Primary cystic lesions seen in the fetal and neonatal periods include renal, choledochal ovarian, mesenteric, duplication cysts, or Meckel’s diverticulum. Double wall appearance of duplication is monitored on USG as a hyperechoic edge surrounding the mucosal wall inside and a hypoechoic wall surrounding the smooth muscular layer outside. However, the double wall sign can also be a characteristic of Meckel’s diverticulum or sonographic artifacts. Furthermore, Meckel’s diverticulum can have a spherically shaped cystlike appearance, which is similar to an enteric duplication cyst, on sonography [7–9]. Although Meckel’s diverticulum is located on the antimesenteric border and communicates with the adjacent bowel lumen, in contrast to the duplication cyst, these differentiating features are often not visible on USG or CT [10, 11].
Presentation of intestinal duplications is variable depending on size, shape, and type of mucosa. They may be asymptomatic and discovered accidentally at surgery. They may be minimally symptomatic and associated with vague abdominal pain, constipation, or failure to thrive . Our patient presented to our clinic at her 9th month of life with only complaint of constipation.
The enteric duplication cyst can be associated with malrotation. In half of the cases, there are associated malformations, the most frequent of these being esophageal duplications, followed by vertebral abnormalities . No malrotation and malformations as esophageal duplications and vertebral abnormalities were seen in our case.

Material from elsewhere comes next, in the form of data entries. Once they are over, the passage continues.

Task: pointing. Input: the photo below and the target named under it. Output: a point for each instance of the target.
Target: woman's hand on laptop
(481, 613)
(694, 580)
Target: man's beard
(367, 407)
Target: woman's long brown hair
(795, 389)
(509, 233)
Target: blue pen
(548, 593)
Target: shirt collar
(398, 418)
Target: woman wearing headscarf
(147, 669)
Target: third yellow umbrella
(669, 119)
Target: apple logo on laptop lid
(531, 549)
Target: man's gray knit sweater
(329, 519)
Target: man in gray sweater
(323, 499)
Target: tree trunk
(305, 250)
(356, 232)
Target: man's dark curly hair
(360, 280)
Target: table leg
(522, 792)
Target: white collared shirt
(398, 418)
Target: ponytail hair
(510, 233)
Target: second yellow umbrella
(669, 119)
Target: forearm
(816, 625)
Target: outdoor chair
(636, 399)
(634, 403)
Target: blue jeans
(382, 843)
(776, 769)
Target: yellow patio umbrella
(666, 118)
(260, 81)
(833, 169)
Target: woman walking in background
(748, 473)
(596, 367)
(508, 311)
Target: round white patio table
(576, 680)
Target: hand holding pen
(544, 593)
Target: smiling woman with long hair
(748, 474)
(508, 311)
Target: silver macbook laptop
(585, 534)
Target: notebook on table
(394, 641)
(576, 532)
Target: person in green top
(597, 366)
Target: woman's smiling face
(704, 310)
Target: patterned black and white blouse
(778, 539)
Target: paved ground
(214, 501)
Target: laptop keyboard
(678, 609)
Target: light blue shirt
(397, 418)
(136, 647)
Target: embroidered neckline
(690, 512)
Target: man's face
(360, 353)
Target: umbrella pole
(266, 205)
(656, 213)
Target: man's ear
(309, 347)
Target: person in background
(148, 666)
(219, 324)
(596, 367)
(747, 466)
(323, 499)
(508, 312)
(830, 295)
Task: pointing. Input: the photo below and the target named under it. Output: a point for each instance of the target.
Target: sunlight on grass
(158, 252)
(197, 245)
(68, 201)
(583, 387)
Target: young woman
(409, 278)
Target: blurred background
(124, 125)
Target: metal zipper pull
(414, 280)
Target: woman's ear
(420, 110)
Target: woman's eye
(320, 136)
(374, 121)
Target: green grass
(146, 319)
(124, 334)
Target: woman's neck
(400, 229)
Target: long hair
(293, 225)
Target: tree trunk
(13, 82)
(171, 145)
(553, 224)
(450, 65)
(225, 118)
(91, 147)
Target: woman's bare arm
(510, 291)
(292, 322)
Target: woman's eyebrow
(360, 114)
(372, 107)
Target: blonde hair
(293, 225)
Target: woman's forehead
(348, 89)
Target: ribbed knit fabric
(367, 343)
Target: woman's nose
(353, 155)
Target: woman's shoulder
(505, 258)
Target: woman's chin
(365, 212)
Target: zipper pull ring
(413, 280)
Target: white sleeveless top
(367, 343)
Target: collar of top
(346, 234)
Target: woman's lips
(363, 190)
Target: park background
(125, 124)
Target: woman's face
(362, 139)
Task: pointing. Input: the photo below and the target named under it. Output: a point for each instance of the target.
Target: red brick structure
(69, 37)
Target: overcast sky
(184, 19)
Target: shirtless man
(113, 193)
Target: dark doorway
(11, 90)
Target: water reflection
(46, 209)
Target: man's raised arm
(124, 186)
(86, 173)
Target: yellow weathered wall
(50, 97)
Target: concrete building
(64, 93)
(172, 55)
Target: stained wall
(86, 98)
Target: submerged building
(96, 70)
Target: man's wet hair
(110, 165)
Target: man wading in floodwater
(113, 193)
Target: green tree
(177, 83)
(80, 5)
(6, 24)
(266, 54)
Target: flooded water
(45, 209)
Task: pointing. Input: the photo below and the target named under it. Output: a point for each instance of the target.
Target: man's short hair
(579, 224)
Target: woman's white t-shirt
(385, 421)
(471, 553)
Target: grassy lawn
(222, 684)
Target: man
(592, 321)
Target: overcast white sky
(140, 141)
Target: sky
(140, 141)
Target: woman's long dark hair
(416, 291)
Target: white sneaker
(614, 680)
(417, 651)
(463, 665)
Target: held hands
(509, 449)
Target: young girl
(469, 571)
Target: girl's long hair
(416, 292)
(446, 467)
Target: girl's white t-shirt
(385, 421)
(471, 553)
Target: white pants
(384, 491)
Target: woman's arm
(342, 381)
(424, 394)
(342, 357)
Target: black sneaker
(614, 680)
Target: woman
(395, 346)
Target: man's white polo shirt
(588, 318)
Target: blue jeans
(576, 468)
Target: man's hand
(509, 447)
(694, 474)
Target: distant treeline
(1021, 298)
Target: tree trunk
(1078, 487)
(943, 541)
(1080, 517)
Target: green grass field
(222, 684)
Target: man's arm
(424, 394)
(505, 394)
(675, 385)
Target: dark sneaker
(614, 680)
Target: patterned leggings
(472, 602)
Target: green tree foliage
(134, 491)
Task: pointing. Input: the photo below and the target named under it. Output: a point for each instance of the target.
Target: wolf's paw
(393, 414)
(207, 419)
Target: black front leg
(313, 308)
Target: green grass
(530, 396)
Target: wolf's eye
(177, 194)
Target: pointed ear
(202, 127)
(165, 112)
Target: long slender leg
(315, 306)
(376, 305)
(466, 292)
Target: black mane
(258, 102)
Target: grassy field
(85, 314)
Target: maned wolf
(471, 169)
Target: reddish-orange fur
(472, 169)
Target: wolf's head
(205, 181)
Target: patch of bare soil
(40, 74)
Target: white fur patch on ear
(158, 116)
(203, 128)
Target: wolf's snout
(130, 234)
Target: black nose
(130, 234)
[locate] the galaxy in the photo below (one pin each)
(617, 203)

Our patient, who had been diagnosed with ovarian cyst on the ultrasonography (USG) performed in another center and with mesenteric cyst based on the abdominal MRI carried out at fifth month of life, presented to our clinic with the only complaint of constipation at 9th month of life. On USG duplication cyst was diagnosed through the double wall appearance which is specific for duplication cyst. The treatment option proposed for duplication cysts is surgery and the surgery of choice is excision because of the potential complications . In our patient also we performed surgical excision under general anesthesia.
In conclusion, ultrasonography is an inexpensive and practicable imaging modality in evaluation of intra-abdominal cystic lesions. Although it seems asymptomatic and rare, this type of cyst must be surgically excised because of the potential complications and malignant degeneration.
Conflict of Interests
The authors declare that they have no conflict of interests.